Nach Art. 14 MMVO sind Insidergeschäfte verboten, d.h. das Tätigen von Insidergeschäften und der Versuch hierzu (lit. a), Dritten zu empfehlen, Insidergeschäfte zu tätigen, oder Dritte dazu zu verleiten, Insidergeschäfte zu tätigen (lit. b) und die unrechtmäßige Offenlegung von Insiderinformationen (lit. c).

Nach Art. 8 Abs. 1 Satz 1 MMVO liegt ein Insidergeschäft vor, wenn eine Person, die über Insiderinformationen verfügt und unter Nutzung (Zum Nutzungsbegriff s. Bühren, NZG 2017, 1172, 1174 ff.) dieser Information Finanzinstrumente, auf die sich diese Insiderinformation bezieht, für eigene oder fremde Rechnung direkt oder indirekt erwirbt oder veräußert. Mittels der Einbeziehung von indirekten Erwerbs- bzw. Veräußerungsvorgängen erfolgt eine erweiterte Art der Zurechnung.

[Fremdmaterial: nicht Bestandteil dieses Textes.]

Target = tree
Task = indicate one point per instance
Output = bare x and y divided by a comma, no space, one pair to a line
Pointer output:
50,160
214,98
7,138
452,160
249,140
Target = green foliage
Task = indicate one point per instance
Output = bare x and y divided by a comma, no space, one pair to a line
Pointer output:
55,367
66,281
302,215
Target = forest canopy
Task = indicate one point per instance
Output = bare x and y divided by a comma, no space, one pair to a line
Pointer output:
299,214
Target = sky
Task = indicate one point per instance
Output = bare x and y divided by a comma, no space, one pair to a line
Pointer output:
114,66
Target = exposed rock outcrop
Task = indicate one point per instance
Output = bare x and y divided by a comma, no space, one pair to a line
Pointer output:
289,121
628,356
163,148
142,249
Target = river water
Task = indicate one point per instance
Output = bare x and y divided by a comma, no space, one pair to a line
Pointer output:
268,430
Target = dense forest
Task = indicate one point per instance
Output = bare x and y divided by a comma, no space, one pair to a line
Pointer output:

Die Einschaltung von Mittelsmännern, z.B. in Form von Treuhändern eines Familien-Trusts oder eines Vermögensverwalters ist ebenso wie jede Form der Veranlassung oder Einflussnahme auf Dritte, von denen der Insider profitiert, erfasst (Gebauer/Teichmann/Zetzsche, Europäisches Privat- und Unternehmensrecht, § 14 Rn 137). Erwerb und Veräußerung beziehen sich dabei auf das schuldrechtliche Geschäft.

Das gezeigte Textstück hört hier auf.